Angie Rodríguez denuncia ante la Fiscalía un presunto intento de envenenamiento en su contra
Imagen: El Tiempo - Política
Angie Rodríguez, exdirectora del Dapre, denunció ante la Fiscalía un presunto intento de envenenamiento con pastillas durante su paso por el Gobierno. La revelación abre interrogantes sobre seguridad interna, manejo institucional y el alcance real de la amenaza.
Angie Rodríguez, exdirectora del Departamento Administrativo de la Presidencia (Dapre), denunció ante la Fiscalía un presunto intento de envenenamiento en su contra y aseguró que durante el episodio le habrían suministrado unas pastillas. El caso, revelado por El Tiempo - Política, sacude el entorno político y administrativo del Gobierno porque no se trata solo de una acusación personal, sino de un señalamiento que apunta a un posible ataque dentro del círculo de confianza de una de las dependencias más sensibles del Estado.
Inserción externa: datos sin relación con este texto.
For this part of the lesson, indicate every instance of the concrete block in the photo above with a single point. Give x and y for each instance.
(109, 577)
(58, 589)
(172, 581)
Según lo informado por la propia Rodríguez, su cuerpo no habría reaccionado de la manera que normalmente se esperaría tras la ingesta de esas sustancias, un detalle que ahora forma parte de la investigación que quedó en manos de la Fiscalía. La exfuncionaria sostuvo que llevó el caso a las autoridades competentes luego de advertir que lo ocurrido no correspondía a un hecho aislado ni a una simple confusión, sino a una situación que para ella amerita ser esclarecida con urgencia. Por ahora no se conocen públicamente resultados forenses, ni una versión oficial que confirme el contenido exacto de las pastillas o el nivel del riesgo al que habría estado expuesta.
El episodio importa más allá del testimonio de Rodríguez porque pone bajo la lupa los mecanismos de seguridad y control al interior de la Casa de Nariño y sus dependencias. En Colombia, donde la desconfianza hacia las instituciones suele crecer cada vez que aparecen denuncias de amenazas o sabotaje interno, un caso como este no solo impacta la credibilidad del Gobierno de turno, sino que también alimenta dudas sobre quién tuvo acceso a la funcionaria, en qué contexto se produjo el presunto suministro y qué tan vulnerables pueden ser los altos funcionarios en espacios que deberían estar blindados. Si la investigación avanza y encuentra indicios sólidos, el caso podría abrir una discusión más amplia sobre protocolos, custodias y responsabilidades dentro del aparato presidencial.
Por ahora, el país queda a la espera de que la Fiscalía establezca si hubo realmente un intento de envenenamiento o si se trató de una denuncia sin sustento penal. En cualquier escenario, la sola existencia de la alerta ya tiene efectos políticos: instala sospechas, obliga a revisar procedimientos internos y deja en evidencia que las disputas de poder en Colombia no siempre se expresan en discursos o votos, sino también en hechos que pueden poner en riesgo la vida de quienes ocupan cargos de alto nivel.